O ano de 1830 foi um ano de muita intranqüilidade na Europa: as resoluções do Congresso de Viena, em 1815, eram tidas como insuportáveis. Na conferência pós-napoleônica, a Europa foi reestruturada, sem qualquer sensibilidade e sem respeito pelas características nacionais.
Surgiram rebeliões em todas as partes – na Polônia, na Alemanha, na Itália. Na França, a Revolução de Julho chegou até mesmo a derrubar o rei Carlos X, substituindo-o por um rei burguês.
Com colchões e tudo
A rebelião na Bélgica transformaria inteiramente o país. A ira dos belgas voltou-se contra o rei holandês Guilherme I. O Congresso de Viena confirmara a união das 17 províncias holandesas do reino de Borgonha. Com isto, a Bélgica foi anexada ao reino dos Países Baixos.
Durante muito tempo, Guilherme I tinha subestimado o descontentamento no sul do seu país. As más colheitas e o aumento drástico dos preços de alimentos não foram os únicos fatores que deflagraram a insurreição. As pessoas em Bruxelas e seus arredores eram obrigadas, por exemplo, a aceitar o holandês como única língua oficial.
A insatisfação contra todas as determinações partidas da distante Haia teve vazão após a apresentação da ópera. Até tarde da noite, foram depredadas e incendiadas as casas dos ministros e outros adeptos do rei holandês. Quatro semanas depois, Guilherme I enviou um exército de dez mil soldados para Bruxelas. À sua frente, o príncipe Frederik, filho do rei.
Sua missão fora claramente determinada: restabelecer a paz e a ordem. Quando as tropas reais entraram na cidade, no dia 23 de setembro, foram recebidas por uma saraivadas de balas de fuzil, pedras, panelas e até colchões. As tropas conseguiram avançar até o parque defronte o castelo real. Ali, porém, as barricadas defendidas com enorme empenho impediram todo novo avanço.

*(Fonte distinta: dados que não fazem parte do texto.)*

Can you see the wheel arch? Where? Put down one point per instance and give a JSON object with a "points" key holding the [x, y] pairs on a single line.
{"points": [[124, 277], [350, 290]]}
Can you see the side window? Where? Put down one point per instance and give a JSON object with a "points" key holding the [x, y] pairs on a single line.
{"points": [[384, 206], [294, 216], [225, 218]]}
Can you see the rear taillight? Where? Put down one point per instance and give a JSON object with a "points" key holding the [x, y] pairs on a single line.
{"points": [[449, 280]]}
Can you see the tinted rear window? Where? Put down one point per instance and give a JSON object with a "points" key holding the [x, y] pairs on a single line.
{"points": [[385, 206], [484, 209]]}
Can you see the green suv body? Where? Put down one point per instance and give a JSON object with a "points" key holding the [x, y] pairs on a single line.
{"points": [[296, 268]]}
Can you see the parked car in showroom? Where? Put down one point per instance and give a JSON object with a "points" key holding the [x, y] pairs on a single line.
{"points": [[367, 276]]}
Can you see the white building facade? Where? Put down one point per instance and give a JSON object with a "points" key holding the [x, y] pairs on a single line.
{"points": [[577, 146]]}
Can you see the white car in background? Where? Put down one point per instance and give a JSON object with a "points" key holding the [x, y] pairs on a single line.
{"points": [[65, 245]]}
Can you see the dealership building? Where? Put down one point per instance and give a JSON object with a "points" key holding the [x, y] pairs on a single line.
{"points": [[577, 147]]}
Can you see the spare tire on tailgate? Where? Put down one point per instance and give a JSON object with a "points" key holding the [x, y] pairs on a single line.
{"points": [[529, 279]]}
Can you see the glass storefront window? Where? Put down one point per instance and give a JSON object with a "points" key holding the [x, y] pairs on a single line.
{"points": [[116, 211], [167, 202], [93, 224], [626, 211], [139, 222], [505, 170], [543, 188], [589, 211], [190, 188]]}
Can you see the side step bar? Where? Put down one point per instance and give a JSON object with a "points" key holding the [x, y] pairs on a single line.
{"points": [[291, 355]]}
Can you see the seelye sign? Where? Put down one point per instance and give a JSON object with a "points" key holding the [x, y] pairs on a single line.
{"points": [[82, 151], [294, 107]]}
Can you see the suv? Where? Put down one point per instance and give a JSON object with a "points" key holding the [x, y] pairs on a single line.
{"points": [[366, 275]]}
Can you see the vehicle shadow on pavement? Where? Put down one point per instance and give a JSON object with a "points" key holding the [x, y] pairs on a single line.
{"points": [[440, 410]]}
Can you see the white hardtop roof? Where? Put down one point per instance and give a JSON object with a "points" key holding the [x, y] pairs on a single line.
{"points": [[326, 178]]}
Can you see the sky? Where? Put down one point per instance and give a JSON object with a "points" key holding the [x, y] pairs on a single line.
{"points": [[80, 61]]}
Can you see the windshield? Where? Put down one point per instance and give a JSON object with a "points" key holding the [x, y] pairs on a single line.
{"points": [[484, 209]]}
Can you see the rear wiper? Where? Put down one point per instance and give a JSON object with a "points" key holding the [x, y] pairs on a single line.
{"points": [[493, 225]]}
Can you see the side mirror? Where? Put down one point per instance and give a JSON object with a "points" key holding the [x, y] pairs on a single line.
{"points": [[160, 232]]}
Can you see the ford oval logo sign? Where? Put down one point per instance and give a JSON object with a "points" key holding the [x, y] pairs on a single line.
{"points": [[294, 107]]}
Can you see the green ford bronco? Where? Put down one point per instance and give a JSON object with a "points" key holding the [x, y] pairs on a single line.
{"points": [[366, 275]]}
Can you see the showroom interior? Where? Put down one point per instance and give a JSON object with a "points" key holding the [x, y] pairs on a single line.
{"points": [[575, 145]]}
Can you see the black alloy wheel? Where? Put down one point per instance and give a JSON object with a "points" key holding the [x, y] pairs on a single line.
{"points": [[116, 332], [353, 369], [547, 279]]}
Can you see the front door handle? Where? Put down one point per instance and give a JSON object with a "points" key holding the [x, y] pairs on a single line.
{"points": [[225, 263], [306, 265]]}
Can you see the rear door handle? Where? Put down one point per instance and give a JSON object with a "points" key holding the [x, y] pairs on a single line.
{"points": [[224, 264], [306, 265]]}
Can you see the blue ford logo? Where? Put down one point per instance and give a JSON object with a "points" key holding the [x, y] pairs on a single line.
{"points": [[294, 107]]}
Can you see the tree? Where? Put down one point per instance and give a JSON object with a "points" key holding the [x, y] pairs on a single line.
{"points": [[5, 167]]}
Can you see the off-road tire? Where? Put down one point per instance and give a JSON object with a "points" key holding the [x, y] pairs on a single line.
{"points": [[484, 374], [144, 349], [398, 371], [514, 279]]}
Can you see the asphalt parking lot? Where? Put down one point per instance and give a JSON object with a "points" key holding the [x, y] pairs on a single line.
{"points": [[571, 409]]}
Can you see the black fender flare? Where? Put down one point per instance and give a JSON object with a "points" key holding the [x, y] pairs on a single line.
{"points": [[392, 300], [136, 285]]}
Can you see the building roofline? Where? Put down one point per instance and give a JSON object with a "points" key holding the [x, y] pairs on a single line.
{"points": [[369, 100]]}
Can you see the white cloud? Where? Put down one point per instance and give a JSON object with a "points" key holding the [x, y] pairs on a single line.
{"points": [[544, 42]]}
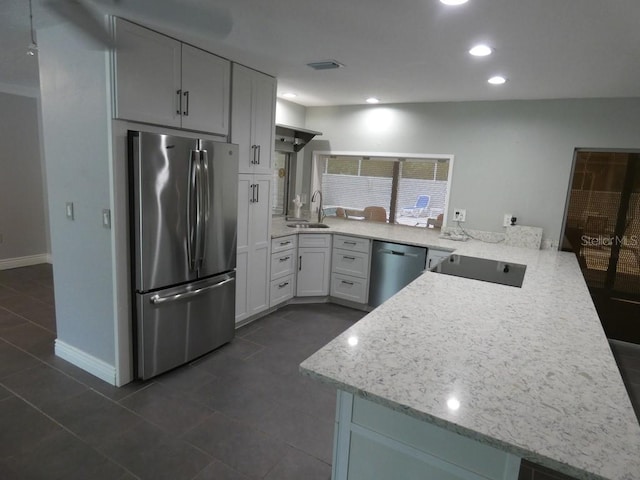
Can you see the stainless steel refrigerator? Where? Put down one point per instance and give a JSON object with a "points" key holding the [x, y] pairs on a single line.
{"points": [[183, 196]]}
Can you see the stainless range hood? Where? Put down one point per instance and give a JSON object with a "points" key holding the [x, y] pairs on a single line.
{"points": [[292, 139]]}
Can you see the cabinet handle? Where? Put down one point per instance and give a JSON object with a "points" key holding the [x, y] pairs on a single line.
{"points": [[186, 111]]}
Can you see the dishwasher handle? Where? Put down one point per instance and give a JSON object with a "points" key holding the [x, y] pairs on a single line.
{"points": [[386, 251]]}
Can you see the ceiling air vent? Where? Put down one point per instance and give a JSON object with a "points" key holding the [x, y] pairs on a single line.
{"points": [[325, 65]]}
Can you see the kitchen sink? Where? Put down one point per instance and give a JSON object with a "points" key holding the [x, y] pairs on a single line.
{"points": [[307, 225]]}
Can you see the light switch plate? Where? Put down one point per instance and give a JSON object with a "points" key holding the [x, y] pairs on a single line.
{"points": [[69, 210], [106, 218], [459, 215]]}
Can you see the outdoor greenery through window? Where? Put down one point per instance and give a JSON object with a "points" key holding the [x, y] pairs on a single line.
{"points": [[409, 191]]}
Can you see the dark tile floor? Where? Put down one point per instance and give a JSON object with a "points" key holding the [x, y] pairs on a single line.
{"points": [[242, 412]]}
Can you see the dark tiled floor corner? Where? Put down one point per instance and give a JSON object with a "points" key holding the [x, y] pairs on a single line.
{"points": [[243, 412]]}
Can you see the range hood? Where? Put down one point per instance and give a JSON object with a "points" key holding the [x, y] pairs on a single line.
{"points": [[292, 139]]}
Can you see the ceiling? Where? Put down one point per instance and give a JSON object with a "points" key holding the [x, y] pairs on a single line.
{"points": [[401, 50]]}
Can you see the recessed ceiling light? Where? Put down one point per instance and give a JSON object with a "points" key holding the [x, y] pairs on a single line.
{"points": [[481, 50], [453, 2], [497, 80]]}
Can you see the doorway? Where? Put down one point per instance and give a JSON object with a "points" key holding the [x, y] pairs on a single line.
{"points": [[602, 228]]}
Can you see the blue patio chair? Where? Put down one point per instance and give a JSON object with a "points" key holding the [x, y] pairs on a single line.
{"points": [[418, 209]]}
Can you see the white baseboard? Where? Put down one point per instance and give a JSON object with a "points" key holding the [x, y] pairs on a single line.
{"points": [[87, 362], [8, 263]]}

Após quatro dias, que custaram mais de 500 vidas em ambos os lados, os soldados holandeses retiraram-se, vencidos, de Bruxelas. Os revolucionários vitoriosos constituíram então um governo provisório. No dia 4 de outubro de 1830, proclamaram a independência da Bélgica.
Novos monarcas
Quais foram os verdadeiros motivos para um caminho tão rápido à independência? Uma imitação irada do enredo de uma ópera e uma batalha com balas e colchões não teriam sido suficientes, com certeza, para conquistar a independência da Bélgica. Os revolucionários de Bruxelas foram beneficiados pelo fato de que quase todos os monarcas absolutistas na Europa estavam preocupados com a própria situação, em conseqüência da Revolução de Julho em Paris. As insurreições tinham de ser sufocadas nas próprias províncias: os primos holandeses não podiam prestar grande ajuda.
Após a independência, seguiu-se a eleição de uma assembléia constituinte nacional. A Bélgica foi transformada de um Estado autocrático numa monarquia constitucional. Só depois de muita discussão é que a assembléia nacional pôde chegar a um acordo quanto ao monarca.
No dia 21 de julho de 1831, quase um ano depois da revolução, o príncipe alemão Leopoldo von Sachsen-Anhalt-Gotha, viúvo da princesa herdeira do trono inglês, prestou juramento à Constituição belga.
Campanha dos dez dias
O rei holandês acompanhou indignado os acontecimentos em Bruxelas. Guilherme I não se conformava com a divisão do seu reino pela metade. Pouco depois de Leopoldo subir ao trono, as tropas do rei holandês invadiram a Bélgica. Na chamada "campanha dos dez dias", elas puderam aniquilar o exército belga, que ainda se encontrava em fase de formação.
Apesar dde os holandeses terem sido obrigados a recuar, em face do avanço de tropas francesas, muitos territórios costeiros e a região em torno a Maastricht puderam retomados pelo reino holandês. Uma paz definitiva e a marcação duradoura das fronteiras entre os dois países só ocorreu em 1839, com a assinatura dos chamados Tratados de Londres: nove anos depois daquela noite de ópera no Teatro de la Monnaie e das suas conseqüências.